Aubin applaudit l’arrivée d’un personnage comme Lucas dans une série populaire comme Toute la vie, écrite par Danielle Trottier (Unité 9). Mais la partie est loin d’être gagnée.

« Je pense qu’on est sur la bonne voie. On met les efforts. Je sens qu’il y a beaucoup de bonne volonté, beaucoup de bienveillance, mais je pense aussi que c’est des petits pas. On ne peut pas s’asseoir là-dessus et dire : “Voilà, c’est fait ! Nous avons représenté la diversité à la télévision.” Tout n’est pas réglé. »

Lé Aubin croit d’ailleurs qu’en 2021, on doit recruter des acteurs queers pour défendre des personnages queers, histoire d’arrêter de perpétuer certains clichés.

Il y a plusieurs communautés marginalisées qui s’acharnent à dire qu’elles se sentent mal représentées dans les médias.
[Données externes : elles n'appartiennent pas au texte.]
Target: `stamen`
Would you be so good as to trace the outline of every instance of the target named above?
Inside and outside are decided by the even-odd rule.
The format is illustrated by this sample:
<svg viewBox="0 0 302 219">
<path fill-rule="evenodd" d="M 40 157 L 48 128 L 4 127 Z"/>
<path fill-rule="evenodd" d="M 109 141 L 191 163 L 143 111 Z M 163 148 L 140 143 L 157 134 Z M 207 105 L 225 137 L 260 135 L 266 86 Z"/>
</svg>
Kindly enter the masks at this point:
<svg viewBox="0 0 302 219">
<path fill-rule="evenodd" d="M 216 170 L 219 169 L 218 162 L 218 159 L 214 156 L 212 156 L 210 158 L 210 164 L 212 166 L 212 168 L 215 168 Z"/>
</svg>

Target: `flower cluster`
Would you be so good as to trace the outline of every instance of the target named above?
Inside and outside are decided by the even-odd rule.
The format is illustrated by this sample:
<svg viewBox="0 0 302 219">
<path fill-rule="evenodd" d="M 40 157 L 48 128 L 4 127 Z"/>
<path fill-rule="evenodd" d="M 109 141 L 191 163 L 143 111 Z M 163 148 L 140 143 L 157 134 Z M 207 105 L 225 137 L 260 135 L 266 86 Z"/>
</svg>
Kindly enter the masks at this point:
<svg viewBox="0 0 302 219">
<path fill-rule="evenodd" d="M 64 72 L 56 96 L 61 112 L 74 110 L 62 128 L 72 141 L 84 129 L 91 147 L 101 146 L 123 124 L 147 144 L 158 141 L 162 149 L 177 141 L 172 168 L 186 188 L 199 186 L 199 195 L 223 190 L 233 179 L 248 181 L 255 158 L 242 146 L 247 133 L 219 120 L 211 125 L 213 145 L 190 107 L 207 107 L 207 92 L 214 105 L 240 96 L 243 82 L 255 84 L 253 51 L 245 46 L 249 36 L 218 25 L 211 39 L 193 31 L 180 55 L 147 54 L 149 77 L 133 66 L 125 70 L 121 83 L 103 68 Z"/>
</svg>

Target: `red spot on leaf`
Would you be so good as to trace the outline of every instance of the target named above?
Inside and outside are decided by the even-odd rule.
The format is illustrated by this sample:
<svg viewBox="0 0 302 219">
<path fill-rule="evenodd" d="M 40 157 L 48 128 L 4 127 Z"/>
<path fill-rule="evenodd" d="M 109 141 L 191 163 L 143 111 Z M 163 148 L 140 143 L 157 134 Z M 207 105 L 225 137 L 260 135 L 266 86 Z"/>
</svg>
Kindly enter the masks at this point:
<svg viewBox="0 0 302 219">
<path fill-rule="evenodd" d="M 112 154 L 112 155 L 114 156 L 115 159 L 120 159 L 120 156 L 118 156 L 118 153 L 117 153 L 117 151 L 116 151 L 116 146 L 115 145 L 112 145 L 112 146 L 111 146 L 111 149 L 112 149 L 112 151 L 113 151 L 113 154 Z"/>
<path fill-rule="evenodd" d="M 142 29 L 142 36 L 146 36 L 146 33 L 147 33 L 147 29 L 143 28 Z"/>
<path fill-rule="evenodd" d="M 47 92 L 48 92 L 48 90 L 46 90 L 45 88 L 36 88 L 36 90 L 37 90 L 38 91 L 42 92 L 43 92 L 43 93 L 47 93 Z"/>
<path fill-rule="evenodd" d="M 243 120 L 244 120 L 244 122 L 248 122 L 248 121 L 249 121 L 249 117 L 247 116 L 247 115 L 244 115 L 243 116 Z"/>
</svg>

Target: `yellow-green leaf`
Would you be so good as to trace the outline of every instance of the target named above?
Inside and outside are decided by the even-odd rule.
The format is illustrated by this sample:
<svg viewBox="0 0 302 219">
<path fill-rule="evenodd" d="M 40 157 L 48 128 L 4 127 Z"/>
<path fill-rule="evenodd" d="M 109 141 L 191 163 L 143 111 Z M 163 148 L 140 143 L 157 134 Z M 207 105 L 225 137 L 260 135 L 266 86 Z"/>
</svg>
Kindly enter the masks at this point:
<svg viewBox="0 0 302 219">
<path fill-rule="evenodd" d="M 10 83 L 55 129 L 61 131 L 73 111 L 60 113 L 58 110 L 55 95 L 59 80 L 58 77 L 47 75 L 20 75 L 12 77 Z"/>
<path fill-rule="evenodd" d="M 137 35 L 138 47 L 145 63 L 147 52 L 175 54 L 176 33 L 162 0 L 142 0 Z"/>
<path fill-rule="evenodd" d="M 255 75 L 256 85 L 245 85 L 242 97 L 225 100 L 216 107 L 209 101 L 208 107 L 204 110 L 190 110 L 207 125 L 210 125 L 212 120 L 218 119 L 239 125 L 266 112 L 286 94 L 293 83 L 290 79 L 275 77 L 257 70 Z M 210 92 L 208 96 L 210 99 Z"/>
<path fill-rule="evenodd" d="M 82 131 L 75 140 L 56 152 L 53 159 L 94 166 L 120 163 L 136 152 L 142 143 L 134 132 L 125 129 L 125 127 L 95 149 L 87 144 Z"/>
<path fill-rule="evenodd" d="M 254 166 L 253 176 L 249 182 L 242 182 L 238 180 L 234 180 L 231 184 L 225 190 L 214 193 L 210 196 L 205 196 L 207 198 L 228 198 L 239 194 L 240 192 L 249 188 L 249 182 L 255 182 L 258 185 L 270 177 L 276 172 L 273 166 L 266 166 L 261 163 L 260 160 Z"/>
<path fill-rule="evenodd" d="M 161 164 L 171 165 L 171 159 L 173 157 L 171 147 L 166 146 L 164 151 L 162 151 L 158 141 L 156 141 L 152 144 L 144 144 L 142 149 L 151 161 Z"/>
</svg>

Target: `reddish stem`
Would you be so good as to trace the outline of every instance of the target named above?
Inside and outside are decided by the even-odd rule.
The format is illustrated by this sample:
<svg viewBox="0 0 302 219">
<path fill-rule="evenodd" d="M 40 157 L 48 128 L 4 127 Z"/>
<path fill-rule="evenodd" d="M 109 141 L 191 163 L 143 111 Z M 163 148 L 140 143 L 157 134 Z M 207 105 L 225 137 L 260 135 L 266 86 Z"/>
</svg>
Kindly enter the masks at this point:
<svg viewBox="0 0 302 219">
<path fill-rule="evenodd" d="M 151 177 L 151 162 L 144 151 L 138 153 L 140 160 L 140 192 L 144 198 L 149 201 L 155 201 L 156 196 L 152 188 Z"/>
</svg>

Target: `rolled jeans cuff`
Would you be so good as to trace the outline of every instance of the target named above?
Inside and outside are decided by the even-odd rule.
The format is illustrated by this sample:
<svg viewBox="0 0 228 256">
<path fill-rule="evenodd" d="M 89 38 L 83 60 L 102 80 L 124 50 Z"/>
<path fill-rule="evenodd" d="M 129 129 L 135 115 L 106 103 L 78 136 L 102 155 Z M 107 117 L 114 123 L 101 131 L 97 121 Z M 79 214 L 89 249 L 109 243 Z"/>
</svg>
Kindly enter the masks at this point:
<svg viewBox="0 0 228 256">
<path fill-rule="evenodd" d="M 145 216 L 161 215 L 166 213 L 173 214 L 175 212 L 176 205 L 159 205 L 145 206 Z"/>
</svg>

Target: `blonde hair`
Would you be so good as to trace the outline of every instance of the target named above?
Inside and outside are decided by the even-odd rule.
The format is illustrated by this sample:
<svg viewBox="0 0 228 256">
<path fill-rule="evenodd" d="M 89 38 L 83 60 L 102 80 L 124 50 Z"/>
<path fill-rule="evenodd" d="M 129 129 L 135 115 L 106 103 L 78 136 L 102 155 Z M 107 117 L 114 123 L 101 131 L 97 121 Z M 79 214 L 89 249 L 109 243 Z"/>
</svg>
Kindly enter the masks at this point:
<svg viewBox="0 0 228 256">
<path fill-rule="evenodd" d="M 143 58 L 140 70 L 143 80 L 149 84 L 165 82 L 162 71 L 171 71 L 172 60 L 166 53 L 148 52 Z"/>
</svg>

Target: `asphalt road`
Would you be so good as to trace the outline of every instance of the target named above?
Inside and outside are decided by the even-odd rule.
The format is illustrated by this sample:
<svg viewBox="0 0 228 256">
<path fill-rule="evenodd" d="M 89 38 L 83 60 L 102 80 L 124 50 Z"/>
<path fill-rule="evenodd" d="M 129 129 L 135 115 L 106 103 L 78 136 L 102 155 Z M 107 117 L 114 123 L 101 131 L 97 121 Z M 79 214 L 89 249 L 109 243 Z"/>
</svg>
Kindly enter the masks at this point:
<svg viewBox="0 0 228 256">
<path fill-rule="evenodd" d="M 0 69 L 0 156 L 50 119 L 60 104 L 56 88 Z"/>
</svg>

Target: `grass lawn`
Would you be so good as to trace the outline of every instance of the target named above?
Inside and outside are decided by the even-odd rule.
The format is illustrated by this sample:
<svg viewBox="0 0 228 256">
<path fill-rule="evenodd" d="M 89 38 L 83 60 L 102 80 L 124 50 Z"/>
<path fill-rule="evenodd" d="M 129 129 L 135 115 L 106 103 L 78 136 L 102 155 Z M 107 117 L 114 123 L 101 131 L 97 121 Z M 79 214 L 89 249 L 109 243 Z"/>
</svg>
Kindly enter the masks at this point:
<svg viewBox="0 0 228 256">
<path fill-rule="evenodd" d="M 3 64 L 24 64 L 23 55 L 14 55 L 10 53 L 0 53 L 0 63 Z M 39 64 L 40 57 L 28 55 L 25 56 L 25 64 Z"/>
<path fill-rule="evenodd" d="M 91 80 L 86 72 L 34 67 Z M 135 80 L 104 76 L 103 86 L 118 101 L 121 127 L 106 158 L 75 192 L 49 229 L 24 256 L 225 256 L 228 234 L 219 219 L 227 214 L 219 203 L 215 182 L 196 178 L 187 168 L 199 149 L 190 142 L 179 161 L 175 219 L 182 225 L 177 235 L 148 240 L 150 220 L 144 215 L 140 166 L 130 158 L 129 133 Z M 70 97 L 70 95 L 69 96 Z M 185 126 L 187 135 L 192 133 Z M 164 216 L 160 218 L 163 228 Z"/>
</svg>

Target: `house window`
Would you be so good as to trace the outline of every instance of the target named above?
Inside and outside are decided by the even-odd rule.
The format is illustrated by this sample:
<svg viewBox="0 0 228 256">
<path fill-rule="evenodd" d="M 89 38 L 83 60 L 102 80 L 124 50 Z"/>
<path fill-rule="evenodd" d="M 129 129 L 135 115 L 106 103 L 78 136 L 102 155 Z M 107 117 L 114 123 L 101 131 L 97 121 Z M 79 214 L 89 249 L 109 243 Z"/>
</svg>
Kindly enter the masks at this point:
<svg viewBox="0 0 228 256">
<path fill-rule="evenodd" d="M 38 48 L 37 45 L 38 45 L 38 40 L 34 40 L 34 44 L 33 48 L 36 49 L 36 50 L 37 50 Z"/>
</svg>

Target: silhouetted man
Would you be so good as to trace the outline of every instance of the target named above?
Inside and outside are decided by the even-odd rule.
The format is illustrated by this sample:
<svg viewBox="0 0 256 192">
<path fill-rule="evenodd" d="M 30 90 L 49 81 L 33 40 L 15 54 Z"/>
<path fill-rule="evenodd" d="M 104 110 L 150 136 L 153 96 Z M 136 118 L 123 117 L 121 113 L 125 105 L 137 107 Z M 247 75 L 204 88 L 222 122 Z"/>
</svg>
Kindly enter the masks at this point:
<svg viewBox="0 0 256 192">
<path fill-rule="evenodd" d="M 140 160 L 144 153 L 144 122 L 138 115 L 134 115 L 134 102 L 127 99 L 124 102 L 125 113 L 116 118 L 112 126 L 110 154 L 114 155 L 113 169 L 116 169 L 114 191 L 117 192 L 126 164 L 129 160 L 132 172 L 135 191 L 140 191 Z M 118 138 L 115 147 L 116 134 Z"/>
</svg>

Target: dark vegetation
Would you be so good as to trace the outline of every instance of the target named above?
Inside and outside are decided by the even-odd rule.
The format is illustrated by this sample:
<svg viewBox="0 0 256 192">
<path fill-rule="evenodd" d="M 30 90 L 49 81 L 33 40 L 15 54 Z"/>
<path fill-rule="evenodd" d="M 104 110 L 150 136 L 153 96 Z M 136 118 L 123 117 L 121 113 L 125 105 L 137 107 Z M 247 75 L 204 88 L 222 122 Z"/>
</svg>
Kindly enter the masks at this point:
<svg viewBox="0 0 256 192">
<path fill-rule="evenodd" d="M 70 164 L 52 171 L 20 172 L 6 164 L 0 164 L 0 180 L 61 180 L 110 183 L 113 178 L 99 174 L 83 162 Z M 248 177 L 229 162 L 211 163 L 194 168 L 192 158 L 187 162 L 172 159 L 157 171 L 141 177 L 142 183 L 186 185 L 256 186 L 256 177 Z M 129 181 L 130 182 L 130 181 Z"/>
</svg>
Je pense qu’il faut leur laisser une place pour qu’elles s’expriment et qu’elles donnent leur perspective. Ça nous permettrait de faire du vrai chemin.

Lé Aubin

« Être mal représenté, c’est violent parfois, ajoute l’acteur. Je pense aux personnes trans qui, pendant des années, chaque fois qu’elles se voyaient à l’écran, c’était soit pour faire rire d’elles, soit pour faire vomir l’autre qui apprend qu’elles sont trans. Je ne dis pas qu’une personne cisgenre qui joue une personne trans va nécessairement perpétuer ces clichés, mais il est important qu’on brise ce pattern et qu’on leur fasse une vraie place, parce qu’elles ont trop longtemps été marginalisées et invisibilisées. Une fois qu’il y aura un équilibre, on pourra réfléchir à la chose différemment. Mais pour l’instant, il y a un besoin de voir et d’entendre ces personnes. »

L’importance des modèles

Lé Aubin comprend l’importance de représenter la diversité à l’écran, qu’elle soit culturelle, sexuelle ou autre. Son parcours en témoigne. La première fois qu’il s’est véritablement senti interpelé en regardant la télévision, c’est en 2016, en découvrant la série américaine Shameless, dans laquelle l’acteur trans Elliot Fletcher interprétait le personnage de Trevor, travailleur social au centre LGBTQ+ local.

PHOTO FOURNIE PAR SHOWTIME

Elliot Fletcher (Trevor) et Cameron Monaghan (Ian) dans Shameless

« C’est la première fois que j’ai fait : “Ah oui, d’accord… Il y a tout ça qui est possible…” Pour moi, ça a ouvert des portes, ça a défait des barrières. »

« Avant, je voyais la vie de manière très binaire, poursuit Aubin. J’avais été socialisé comme une femme. Dans ma tête, je n’avais pas encore amorcé la déconstruction du genre. Pour moi, une transition, ça voulait dire devenir un homme dans tout ce qu’on se fait comme idée d’un homme. Voir Elliot Fletcher, un humain charismatique, quelqu’un qui me ressemble, ç’a été l’élément déclencheur. Ça m’a fait découvrir plein d’autres artistes trans et non binaires. Ça m’a fait réaliser qu’il y avait tout un spectre, que j’avais le droit d’être ce que je voulais, me situer où j’en avais envie, et laisser les choses être fluides. »

Au théâtre

Acteur, auteur, metteur en scène adjoint et professeur, Lé Aubin est également le cofondateur, avec Gabriel Cloutier-Tremblay, son allié artistique depuis leur sortie du Conservatoire, d’une compagnie de théâtre baptisée Kill ta peur. Il essaie de produire et d’écrire des textes ayant une forme de portée politique, histoire d’utiliser sa plateforme d’une bonne façon.

Au printemps, il foulera les planches du Théâtre La Bordée à Québec dans une version actualisée de Made in Beautiful (La belle province), mise en scène par Olivier Arteau.

En attendant la première, on peut s’attendre à ce que son personnage dans Toute la vie continue d’alimenter les conversations, chose qu’il perçoit d’un bon œil.

« La fiction, c’est écrit pour qu’on s’attache aux personnages, pour qu’on vive plein d’émotions à travers eux, résume Lé Aubin. Si beaucoup de gens s’attachent au personnage de Lucas, ça peut créer de l’empathie. Et ça peut juste aider. Parce que quand tu n’as jamais connu de personnes trans ou non binaires, quand tu n’entends jamais parler d’elles, quand tu n’es pas exposé à cette réalité, c’est facile de dire qu’il n’y en a pas, de problèmes. Je peux difficilement blâmer les gens qui pensent comme ça. Mais quand tu sais qu’elles existent, tu ne peux plus les ignorer. »

ICI Télé diffuse Toute la vie les mardis à 20 h.